By Emily Chow
KUALA LUMPUR (Reuters) - Malaysian palm oil futures fell to their lowest level in two weeks during the first half of trade on Monday, in line for a third consecutive session of losses, due to weaker exports.
The benchmark palm oil contract for July delivery on the Bursa Malaysia Derivatives Exchange fell 0.8 percent to 2,364 ringgit ($603.37) a tonne at the midday break. It earlier fell to 2,362 ringgit, its weakest level since April 17, and also marked the steepest intraday percentage drop in two weeks.
Palm is also currently down 2.5 percent for the full month of April, in what would be a second straight month of losses.
Trading volumes stood at 11,771 lots of 25 tonnes each at the midday break.
"Palm is down on weaker exports," said a futures trader from Kuala Lumpur, referring to shipment data announced by independent inspection company AmSpec Agri Malaysia earlier on Monday.
"The market may trade listlessly this week with a downside bias," added the trader, with the market shut on Tuesday on account of Labour Day. China's palm olein contract on the Dalian Commodity Exchange is also not trading on Monday and Tuesday due to the holiday.
Malaysian palm oil product exports fell 5.7 percent for the full month of April compared with March, said AmSpec Agri Malaysia.
Cargo surveyor Societe Generale de Surveillance is scheduled to report Malaysia's palm export data on Monday afternoon.

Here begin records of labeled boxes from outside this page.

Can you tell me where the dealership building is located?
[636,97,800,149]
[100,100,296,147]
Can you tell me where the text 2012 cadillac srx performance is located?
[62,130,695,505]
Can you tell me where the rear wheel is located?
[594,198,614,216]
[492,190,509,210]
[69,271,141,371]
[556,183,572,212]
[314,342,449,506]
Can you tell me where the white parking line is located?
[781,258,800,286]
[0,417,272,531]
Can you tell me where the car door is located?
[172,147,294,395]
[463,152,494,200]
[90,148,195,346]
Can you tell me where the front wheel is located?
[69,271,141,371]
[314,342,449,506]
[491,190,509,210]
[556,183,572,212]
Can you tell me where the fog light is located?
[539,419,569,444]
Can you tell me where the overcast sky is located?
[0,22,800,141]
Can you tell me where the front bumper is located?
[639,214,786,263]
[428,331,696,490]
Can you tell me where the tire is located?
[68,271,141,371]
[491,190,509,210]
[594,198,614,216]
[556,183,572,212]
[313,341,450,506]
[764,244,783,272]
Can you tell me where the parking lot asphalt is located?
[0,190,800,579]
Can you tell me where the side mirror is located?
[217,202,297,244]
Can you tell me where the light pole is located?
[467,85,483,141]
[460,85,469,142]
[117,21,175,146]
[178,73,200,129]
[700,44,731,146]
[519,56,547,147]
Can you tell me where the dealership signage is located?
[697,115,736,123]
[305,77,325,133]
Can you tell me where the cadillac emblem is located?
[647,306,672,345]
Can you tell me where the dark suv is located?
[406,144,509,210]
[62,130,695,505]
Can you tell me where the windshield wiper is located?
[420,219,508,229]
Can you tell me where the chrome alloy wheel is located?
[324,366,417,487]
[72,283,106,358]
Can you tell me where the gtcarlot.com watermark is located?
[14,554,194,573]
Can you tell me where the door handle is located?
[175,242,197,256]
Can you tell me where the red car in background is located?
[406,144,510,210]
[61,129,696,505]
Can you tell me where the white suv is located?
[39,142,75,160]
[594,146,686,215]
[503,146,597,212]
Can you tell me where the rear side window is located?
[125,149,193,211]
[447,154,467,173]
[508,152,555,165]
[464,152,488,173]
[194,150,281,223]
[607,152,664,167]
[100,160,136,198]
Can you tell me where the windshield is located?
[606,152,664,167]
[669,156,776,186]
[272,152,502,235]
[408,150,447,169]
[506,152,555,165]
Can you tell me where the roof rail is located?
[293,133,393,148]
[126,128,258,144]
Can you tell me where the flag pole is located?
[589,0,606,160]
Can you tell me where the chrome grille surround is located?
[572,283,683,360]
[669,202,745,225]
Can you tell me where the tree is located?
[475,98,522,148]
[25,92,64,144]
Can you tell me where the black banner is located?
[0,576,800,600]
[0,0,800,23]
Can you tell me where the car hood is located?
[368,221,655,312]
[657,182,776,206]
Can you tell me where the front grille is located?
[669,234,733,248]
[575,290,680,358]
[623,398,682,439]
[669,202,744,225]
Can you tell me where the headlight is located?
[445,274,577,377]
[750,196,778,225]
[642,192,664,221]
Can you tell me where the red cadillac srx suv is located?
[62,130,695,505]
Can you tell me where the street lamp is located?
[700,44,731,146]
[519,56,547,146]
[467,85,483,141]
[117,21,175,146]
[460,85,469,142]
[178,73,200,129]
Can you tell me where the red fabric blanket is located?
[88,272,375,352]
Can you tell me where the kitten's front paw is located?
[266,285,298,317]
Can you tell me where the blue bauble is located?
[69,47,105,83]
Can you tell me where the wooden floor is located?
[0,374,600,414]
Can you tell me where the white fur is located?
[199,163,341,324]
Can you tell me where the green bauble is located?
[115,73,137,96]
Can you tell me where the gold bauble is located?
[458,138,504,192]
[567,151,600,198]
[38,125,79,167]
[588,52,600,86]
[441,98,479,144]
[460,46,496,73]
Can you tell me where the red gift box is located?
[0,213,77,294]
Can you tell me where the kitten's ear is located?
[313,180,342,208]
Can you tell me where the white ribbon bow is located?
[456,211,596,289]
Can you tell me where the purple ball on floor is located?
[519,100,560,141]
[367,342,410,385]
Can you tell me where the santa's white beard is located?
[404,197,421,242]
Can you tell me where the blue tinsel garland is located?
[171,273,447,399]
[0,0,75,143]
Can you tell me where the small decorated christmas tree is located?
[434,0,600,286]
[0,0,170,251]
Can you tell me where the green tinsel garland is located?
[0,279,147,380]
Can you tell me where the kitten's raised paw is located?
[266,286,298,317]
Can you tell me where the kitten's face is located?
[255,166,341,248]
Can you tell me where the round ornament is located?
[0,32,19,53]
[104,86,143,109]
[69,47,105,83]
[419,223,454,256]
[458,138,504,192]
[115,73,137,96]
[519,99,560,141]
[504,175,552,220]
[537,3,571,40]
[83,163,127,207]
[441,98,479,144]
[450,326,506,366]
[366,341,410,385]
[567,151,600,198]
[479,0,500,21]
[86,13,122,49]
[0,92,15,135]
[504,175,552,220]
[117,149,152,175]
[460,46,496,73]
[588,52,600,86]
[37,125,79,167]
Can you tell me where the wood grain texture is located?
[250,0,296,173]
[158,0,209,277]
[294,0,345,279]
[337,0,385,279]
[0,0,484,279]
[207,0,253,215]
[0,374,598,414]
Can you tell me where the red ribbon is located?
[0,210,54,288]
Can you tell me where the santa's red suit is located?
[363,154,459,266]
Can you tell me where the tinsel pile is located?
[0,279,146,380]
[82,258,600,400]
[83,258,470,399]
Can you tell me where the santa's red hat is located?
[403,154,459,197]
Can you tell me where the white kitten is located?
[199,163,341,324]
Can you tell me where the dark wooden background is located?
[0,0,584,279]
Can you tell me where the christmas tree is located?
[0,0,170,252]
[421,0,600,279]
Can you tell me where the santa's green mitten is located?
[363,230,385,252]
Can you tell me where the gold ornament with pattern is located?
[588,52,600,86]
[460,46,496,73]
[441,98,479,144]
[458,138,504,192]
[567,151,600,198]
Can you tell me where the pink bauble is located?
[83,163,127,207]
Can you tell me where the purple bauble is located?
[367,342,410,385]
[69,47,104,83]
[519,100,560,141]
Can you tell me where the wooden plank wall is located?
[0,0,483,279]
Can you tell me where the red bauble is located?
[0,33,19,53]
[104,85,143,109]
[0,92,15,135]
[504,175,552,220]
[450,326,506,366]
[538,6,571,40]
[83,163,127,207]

In other related oils, the Chicago July soybean oil contract rose 0.1 percent. Palm oil is impacted by movements in rival edible oils as they compete for a share in the global vegetable oils market.
Palm oil may revisit its April 17 low of 2,354 ringgit per tonne, as a bounce from this level could have ended around a resistance at 2,434 ringgit, said Reuters market analyst for commodities and energy technicals Wang Tao.